# Schedule for week of 4th to 10th, did it get released?



## CarmenFlexDriver (Jun 21, 2016)

Has everyone's scheduled been released for this up coming week?
I still show grey dot's and have refreshed and logged out and back in. Seems not released yet.
Usually get's done on Friday afternoon.


----------



## SomeChick82 (Aug 27, 2015)

I'm still showing nothing but gray dots as well. But I've heard from others that it may be a glitch. Some have been scheduled and have a mix of gray and orange.


----------



## CarmenFlexDriver (Jun 21, 2016)

Thanks for the reply. I figured something was up so just wanted to confirm.


----------



## SomeChick82 (Aug 27, 2015)

Yeah. I don't know what's up lately... 1st our paychecks, now this. Strange.


----------



## UberPasco (Oct 18, 2015)

Here are the answers from support to my detailed question about this.
*1)*
Hello,

Thank you for contacting Amazon Flex!

The schedule for a given week is released on Friday afternoon of the previous week. Each week's schedule begins on Sunday and ends on Saturday.

Thank you,
The Amazon Flex Team
*
My reply:*
I am aware of when the schedule is supposed to be released. It is Sat afternoon and the schedule has not updated for this coming week in my calendar.
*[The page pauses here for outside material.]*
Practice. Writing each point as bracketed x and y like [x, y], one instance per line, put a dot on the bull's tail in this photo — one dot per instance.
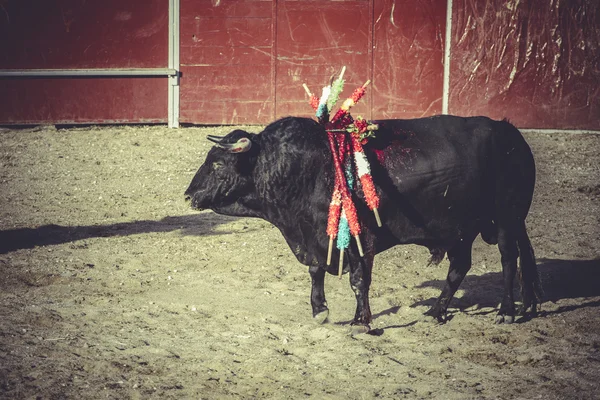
[531, 286]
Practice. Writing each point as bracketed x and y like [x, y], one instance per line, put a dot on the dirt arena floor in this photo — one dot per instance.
[111, 287]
The 'dots' are still grey.

*2)* Hello,

Thank you for contacting Amazon Flex!

If you see a grey dot on a day in the calendar, it means you've indicated your availability for that day. If the dot is orange, it means you have been confirmed for a delivery block on that day.

Every Friday at noon, our automated system randomly assigns a limited number of delivery blocks for the next Sunday through Saturday. If you were not assigned any delivery blocks, the grey dots for the upcoming week will disappear.
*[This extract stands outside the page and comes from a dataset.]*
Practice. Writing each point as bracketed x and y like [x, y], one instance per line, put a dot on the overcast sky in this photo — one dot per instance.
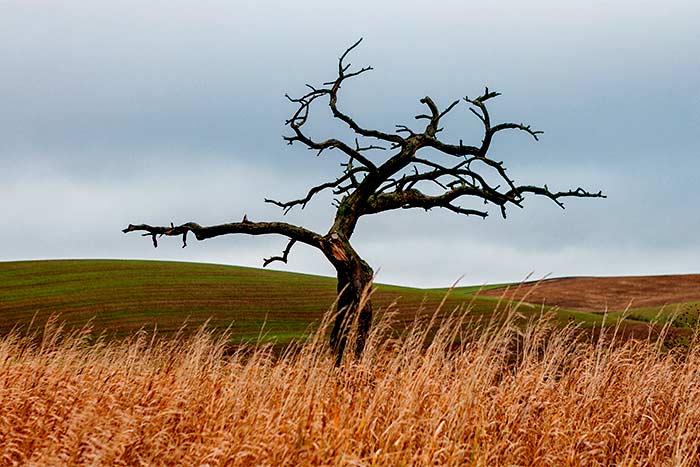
[150, 112]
If you are confirmed for delivery blocks for the week ahead, you will see orange dots in the calendar in your app. You can tap a dot to see what times you are scheduled to make deliveries.

If you aren't able to make a delivery block or will be late, please forfeit it in the app. If you are late to a block, you will not be able to make any of your confirmed deliveries. If you anticipate that you will be late or unavailable for a confirmed delivery block, forfeit it in the app at least 45 minutes before the block start time. Unless you forfeit your confirmed block in the app 45 minutes before the start of the block, it will be considered as a missed delivery block. If you are no longer available to make deliveries during a certain time, please update your availability in the Amazon Flex app.

Thank you,
The Amazon Flex Team
*My reply:*
Please read carefully and ESCALATE.
It is now SATURDAY AFTERNOON and my grey dots have NEITHER DISAPPEARED NOR TURNED ORANGE.
I have done this for 4 months and I am well aware of how it is SUPPOSED to work. I need to know if I am scheduled or not.

We'll see if there is a coherent, non-robot answer forthcoming.


----------



## CarmenFlexDriver (Jun 21, 2016)

UberPasco said:


> Here are the answers from support to my detailed question about this.
> *1)*
> Hello,
> 
> ...


 Good freakin' lord! I'm beginning to think that english is a second language with the email support people!
It does get a bit frustrating trying to get a real, written response to a question.

I've been trying to get a strait answer from them on upcoming locations of which I've heard of 2 in south florida. Wrote a few times, each time I get the canned "if you haven't accepted blocks or done blocks at your current location" blah blah, blah, blah blah blah!!!! 
I could damn near recite that email word for word!


----------